Tom Walsh is a lecturer at QUT and a visiting research fellow at Gold Coast Health. Following his undergraduate training, Tom completed his Masters degree in 2011 at UniSA and his PhD in 2018 at Flinders University. Tom has over 10 years of clinical experience working in the public and private sectors, and he is endorsed to prescribe scheduled medicines. Tom has a long history of collaborative work and research with orthopaedics and remains actively engaged with clinicians, particularly in the context of obesity and chronic pain. Tom has published widely and regularly presents his work at international and national conferences, he is engaged with industry and clinicians, both in Australia and abroad.

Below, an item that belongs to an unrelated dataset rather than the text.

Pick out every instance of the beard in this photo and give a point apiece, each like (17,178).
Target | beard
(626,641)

Have you considered becoming an endorsed prescriber? Dr Tom Walsh explains the process and shares some surprising insights along the way.

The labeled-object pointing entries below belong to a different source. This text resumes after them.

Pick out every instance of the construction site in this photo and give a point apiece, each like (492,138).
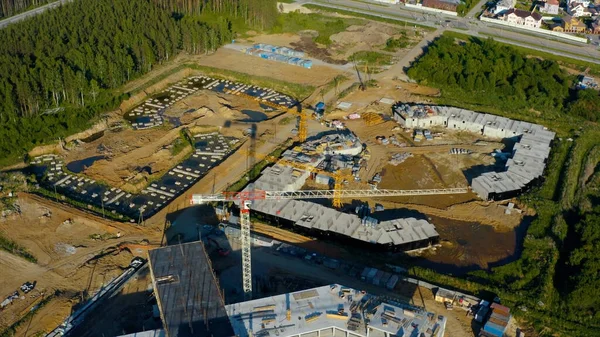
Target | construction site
(361,172)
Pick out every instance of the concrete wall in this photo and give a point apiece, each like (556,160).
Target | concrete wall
(479,189)
(537,30)
(429,9)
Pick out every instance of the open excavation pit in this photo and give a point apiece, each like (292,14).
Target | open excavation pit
(210,150)
(151,113)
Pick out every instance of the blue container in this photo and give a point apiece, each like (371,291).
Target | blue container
(494,329)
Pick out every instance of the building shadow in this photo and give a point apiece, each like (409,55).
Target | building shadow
(186,224)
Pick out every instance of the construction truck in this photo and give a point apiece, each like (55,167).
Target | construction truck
(319,110)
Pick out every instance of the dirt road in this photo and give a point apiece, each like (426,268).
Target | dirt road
(77,253)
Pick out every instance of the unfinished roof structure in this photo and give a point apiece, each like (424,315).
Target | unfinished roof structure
(187,292)
(403,234)
(332,310)
(337,143)
(528,159)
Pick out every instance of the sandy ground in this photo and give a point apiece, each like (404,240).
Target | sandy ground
(60,238)
(289,274)
(234,60)
(132,153)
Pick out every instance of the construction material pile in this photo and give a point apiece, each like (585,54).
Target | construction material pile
(460,151)
(399,158)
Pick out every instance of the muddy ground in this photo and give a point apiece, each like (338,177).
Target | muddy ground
(134,157)
(76,253)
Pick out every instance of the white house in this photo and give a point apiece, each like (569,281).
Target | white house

The beauty of using medicines for treatment is that medicines undergo rigorous testing even before they get to clinical trials, their usefulness and potential for adverse effects are well documented and constantly updated.

As the Podiatry Accreditation Committee homes in on finalising accreditation standards, some universities are preparing curricula to train students and practising podiatrists to gain endorsement for scheduled medicines. The number of podiatrists with endorsement is therefore likely to rise, perhaps swiftly, over the next decade.

 

What endorsement acknowledges

Endorsement of registration with the Podiatry Board of Australia for scheduled medicines acknowledges that a practitioner has the relevant skills and training to administer, obtain, possess, prescribe, sell, supply and use Schedule 2, 3, 4 or 8 medicines on the national formulary. While the regulations as to what practitioners are allowed to do still rests with each state, most states green light the full range of medicines on the formulary.

 

The process for prescribing

The recommended process for prescribing has been well-described and follows four stages.

 

  •       Information gathering
  •       Clinical decision-making
  •       Communicating the decision, and;
  •       Monitoring and review

 

These stages are clearly not specific to prescribing and indeed would be used by most clinicians no matter who they are consulting and what they are implementing.

 

A word of caution

With prescribing in your armamentarium, there is however a need to be ultra-vigilant with history taking, as to avoid providing a patient with a medicine that interacts with something that they currently take or that may not be suitable with an underlying condition. If you do determine that a medicine could be useful, you must then consider whether the benefit(s) of the medicine outweigh the potential harm(s). This is something that you and the patient both need to consider.

 

Medical side effects on impact and the foot and ankle

One of the most insightful aspects of the endorsement training was understanding how many medicines have adverse effects that may manifest as foot/ankle complaints. Over 200 medicines used in Australia have adverse effects including arthralgia, myalgia, myopathy, onycholysis, paraesthesia, paronychia, peripheral neuropathy, synovitis and tendinopathy. Many are repeat offenders. One may even cause plantar fibromatoses!

 

The beauty of using medicines for treatment is that medicines undergo rigorous testing even before they get to clinical trials, their usefulness and potential for adverse effects are well documented and constantly updated. The scale of the research (and ongoing safety and effectiveness data) used for these therapies is almost unlike any other treatment a podiatrist can provide.

 

An investigative process

Given scheduled medicines are so heavily tested, and given the standardisation of the drug components, you can determine the actual therapeutic effect of the medicine, and tease out what is likely due to placebo, natural history or other non-intervention related mechanisms. The use of scheduled medicines in our undergraduate and postgraduate student clinics is rewarding for both the student and patient. The resolution of either an infected ingrown toenail with a short course of antibiotics, or relief of a painful joint with a corticosteroid can be quick, cheap, and satisfying.

 

Up to you

If you have an interest in broadening your scope of practice using regulated and proven therapies, then endorsement for scheduled medicines may be something to consider. An accredited university can provide undergraduate and postgraduate students with the resources required to successfully complete Pathway A - some may be able to offer this as early as 2022.